11

4.6K 729 58
                                    

  Menjadi budak istrinya, Wira tidak percaya jika ucapan ibunya terjadi. Dia butuh uang sedangkan semua harta tetap atas nama Ria terkecuali mobil tapi ibu sudah mengambil satu-persatu miliknya dan satu-satunya cara adalah membuat wanita itu hamil dan itu juga masalah besar kedua yang dihadapi Wira.

"Aku tidak memegang suratnya." Ria tidak tahu siapa dan kapan yang menggeledah rumah. "Cari saja sendiri," katanya lagi ketika Wira meminta surat mobilnya.

Melihat suami yang kucar-kacir karena wanita lain menyakitkan, Wira bertindak di luar nalar dibandingkan Aundy istrinya yang lebih berhak diperhatikan, sekarang tahukah pria itu keadaan hati Ria? 

Ini baru permainan awal ibu mertua entah bagaimana kacau ayah anak-anaknya jika Ria ikut turun tangan. Dulu bisa melakukan apapun, harta dan tahta di tangan semua mudah tapi sekarang? Ibu sudah mengambil semua yang pernah dipercayakan padanya, masih memiliki nurani karena Wira masih bisa pulang ke rumah.

"Kalau begitu jual tanpa surat."

"Jangan memerintahku." Ria tidak membeli mobilnya dengan uang Wira rasanya tidak berhak laki-laki itu menyuruhnya. 

"Aku seperti ini juga karena kamu."

Diamnya Ria tidak memberikan tanggapan tidak akan membuat Wira mengerti kalau dia membuka mulut maka akan terjadi pertengkaran dan Ria sudah lelah dengan pertengkaran yang menguras emosi, bisa-bisa merubahnya seperti monster.

"Kamu takut pergi, karena apa?
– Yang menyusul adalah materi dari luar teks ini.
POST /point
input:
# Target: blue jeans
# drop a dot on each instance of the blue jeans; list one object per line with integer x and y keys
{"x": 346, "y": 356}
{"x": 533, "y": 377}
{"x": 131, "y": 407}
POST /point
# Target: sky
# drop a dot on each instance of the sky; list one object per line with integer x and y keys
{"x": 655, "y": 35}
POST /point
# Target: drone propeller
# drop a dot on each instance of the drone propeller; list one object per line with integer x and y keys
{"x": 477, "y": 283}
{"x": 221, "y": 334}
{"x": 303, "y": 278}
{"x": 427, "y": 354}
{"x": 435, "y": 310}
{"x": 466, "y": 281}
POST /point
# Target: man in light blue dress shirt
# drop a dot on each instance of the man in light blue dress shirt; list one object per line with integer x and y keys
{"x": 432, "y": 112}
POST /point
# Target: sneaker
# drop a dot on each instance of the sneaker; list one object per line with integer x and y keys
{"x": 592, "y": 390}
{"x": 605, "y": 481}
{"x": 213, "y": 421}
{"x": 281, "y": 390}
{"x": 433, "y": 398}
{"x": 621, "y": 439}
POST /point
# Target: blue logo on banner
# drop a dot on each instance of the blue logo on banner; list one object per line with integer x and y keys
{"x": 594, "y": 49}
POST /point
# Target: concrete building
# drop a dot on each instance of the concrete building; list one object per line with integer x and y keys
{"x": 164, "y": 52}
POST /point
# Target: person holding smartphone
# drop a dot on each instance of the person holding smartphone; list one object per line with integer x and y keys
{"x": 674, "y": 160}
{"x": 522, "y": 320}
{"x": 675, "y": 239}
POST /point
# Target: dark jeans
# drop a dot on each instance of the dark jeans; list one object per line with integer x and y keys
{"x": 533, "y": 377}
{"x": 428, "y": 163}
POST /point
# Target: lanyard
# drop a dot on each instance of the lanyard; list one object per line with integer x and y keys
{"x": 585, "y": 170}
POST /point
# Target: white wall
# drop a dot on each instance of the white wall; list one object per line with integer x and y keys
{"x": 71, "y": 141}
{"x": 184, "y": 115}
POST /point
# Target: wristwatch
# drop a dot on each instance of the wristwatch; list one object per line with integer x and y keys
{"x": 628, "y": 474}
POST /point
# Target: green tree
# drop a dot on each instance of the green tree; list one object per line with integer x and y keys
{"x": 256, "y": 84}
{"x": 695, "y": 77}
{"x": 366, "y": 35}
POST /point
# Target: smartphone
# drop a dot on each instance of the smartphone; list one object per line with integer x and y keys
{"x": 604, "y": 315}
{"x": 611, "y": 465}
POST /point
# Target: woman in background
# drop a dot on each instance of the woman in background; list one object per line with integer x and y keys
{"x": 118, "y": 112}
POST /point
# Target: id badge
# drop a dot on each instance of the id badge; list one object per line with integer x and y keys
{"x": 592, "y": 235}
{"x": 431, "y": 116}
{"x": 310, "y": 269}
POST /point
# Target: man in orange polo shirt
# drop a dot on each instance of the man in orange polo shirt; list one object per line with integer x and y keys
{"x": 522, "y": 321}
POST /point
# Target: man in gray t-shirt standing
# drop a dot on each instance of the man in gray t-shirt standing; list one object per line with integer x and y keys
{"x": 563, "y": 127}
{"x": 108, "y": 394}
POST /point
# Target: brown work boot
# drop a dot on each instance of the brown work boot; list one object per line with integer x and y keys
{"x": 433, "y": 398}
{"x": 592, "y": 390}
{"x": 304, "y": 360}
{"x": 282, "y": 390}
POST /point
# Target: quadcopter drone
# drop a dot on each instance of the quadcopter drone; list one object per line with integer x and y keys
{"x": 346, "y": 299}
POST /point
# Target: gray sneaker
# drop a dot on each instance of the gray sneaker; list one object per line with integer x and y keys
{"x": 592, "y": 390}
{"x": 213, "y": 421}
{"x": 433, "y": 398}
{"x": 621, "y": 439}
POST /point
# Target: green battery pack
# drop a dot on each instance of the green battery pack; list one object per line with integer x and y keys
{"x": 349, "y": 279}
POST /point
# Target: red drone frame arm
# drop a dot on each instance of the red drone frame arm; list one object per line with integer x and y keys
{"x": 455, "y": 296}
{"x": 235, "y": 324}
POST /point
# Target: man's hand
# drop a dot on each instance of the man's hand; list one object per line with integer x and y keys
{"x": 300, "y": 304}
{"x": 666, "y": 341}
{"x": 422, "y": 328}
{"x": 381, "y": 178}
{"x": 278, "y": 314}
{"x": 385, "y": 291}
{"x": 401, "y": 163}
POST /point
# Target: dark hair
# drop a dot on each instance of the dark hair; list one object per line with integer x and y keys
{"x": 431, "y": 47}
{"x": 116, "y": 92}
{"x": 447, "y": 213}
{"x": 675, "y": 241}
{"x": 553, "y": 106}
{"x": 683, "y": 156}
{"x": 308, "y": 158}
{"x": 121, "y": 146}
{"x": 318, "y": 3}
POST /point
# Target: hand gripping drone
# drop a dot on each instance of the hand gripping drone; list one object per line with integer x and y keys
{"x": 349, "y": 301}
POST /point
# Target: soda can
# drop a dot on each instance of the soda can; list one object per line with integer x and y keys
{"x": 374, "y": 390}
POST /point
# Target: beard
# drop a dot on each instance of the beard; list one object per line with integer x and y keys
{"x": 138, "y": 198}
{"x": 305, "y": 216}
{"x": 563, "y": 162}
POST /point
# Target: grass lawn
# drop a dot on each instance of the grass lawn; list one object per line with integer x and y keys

Masih mencintaiku?"

Ria tidak akan terpancing.

"Kurang dengan sikapku yang tak pernah lagi menyapamu?"

Dia sedang memohon sekaligus menghina.

"Bukan enggan tapi memang tidak ingin lagi melihat apalagi menyentuhmu."

Menginjak seolah lupa dulu pernah merangkak, Ria tidak akan bersimpuh memohon Wira diam untuk tidak menghinanya lagi, mentalnya tidak akan mati karena kata-kata di atas tak lebih menyakitkan dari dustanya. Tak perlu diperjelas dengan kata-kata sebagai wanita dewasa Ria paham kenapa Wira tidak menyentuhnya lagi mama Sam juga sudah mengembalikan kata-kata itu kemarin jadi percuma.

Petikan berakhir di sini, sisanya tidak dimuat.